TEHRAN – On Thursday, an Urartian inscription, which is estimated to date 3,000 years, was unveiled for a public show at Urmia Museum in northwest Iran.
Several local officials, archaeologists, and cultural heritage experts were attending the unveiling ceremony of the inscription lately discovered from the ruined Bastam citadel that is located in West Azarbaijan province, CHTN reported.
The citadel is situated in a village of the same name some 50 km north of the city of Khoy at an altitude of 1300 m above sea level.
The Urartu kingdom rose to power in the mid-9th century BC, but it went into a gradual decline and was eventually conquered by the Iranian Medes in the early 6th century BC. The Urartians were succeeded in the area in the 6th century BC by the Armenians.
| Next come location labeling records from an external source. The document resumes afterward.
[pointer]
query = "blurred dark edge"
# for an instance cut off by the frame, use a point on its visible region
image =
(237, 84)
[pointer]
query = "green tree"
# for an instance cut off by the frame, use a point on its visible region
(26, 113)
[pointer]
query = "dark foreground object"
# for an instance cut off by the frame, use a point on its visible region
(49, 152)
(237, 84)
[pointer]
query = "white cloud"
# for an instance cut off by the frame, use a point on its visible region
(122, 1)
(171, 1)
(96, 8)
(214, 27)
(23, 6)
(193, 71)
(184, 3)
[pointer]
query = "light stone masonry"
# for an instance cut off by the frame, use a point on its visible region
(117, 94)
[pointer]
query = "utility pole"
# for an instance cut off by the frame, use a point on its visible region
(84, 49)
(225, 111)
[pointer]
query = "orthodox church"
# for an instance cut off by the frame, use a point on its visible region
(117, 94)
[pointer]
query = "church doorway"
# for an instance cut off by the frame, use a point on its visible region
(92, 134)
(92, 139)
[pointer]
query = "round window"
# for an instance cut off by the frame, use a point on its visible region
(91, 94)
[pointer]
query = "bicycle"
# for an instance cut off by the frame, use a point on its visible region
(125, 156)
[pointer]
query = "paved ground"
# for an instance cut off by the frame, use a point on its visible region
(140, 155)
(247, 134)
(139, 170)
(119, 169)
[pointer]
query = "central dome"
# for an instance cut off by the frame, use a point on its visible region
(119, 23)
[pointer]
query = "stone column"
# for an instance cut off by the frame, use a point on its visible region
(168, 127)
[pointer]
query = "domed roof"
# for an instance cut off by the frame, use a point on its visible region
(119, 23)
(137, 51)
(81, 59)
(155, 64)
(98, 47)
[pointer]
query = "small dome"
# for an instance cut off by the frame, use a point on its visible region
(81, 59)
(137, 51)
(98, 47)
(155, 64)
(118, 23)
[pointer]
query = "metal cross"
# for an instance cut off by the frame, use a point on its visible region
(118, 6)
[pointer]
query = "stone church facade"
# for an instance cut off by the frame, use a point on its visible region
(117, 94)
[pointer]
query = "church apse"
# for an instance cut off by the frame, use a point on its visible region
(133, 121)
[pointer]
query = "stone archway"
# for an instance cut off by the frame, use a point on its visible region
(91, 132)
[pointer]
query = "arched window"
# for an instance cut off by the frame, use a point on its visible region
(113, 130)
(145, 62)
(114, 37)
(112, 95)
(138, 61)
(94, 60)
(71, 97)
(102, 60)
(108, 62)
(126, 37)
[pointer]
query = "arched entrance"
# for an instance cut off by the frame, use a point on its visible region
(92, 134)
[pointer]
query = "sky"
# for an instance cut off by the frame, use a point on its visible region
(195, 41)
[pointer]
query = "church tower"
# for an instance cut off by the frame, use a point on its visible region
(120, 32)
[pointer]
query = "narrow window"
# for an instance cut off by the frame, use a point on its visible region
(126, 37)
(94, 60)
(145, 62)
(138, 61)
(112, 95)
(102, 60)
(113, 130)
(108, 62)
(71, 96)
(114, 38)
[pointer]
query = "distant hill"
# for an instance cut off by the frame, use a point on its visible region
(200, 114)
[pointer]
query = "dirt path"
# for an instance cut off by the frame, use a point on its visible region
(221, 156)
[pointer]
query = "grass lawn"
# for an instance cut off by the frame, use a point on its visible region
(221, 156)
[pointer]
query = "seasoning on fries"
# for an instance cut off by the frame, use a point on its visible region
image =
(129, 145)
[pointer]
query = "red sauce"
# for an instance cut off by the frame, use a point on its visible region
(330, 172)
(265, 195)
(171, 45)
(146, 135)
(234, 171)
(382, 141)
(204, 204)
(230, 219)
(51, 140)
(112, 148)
Urartu, an ancient country of southwest Asia centered in the mountainous region southeast of the Black Sea and southwest of the Caspian Sea. Today the region is divided among Armenia, eastern Turkey, and northwestern Iran. As mentioned in Assyrian sources from the early 13th century BC, Urartu enjoyed considerable political power in the Middle East in the 9th and 8th centuries BC.
According to Encyclopedia Iranica, the territory of the ancient kingdom of Urartu extended over the modern frontiers of Turkey, Iran, Iraq, and the Republic of Armenia. Its center was the Armenian highland between Lake Van, Lake Urmia, and Lake Sevan. Urartian archeological finds in modern Iran including castles, settlements, water channels and other water constructions, rock chambers, rock graves, stelae, rock inscriptions, and building inscriptions.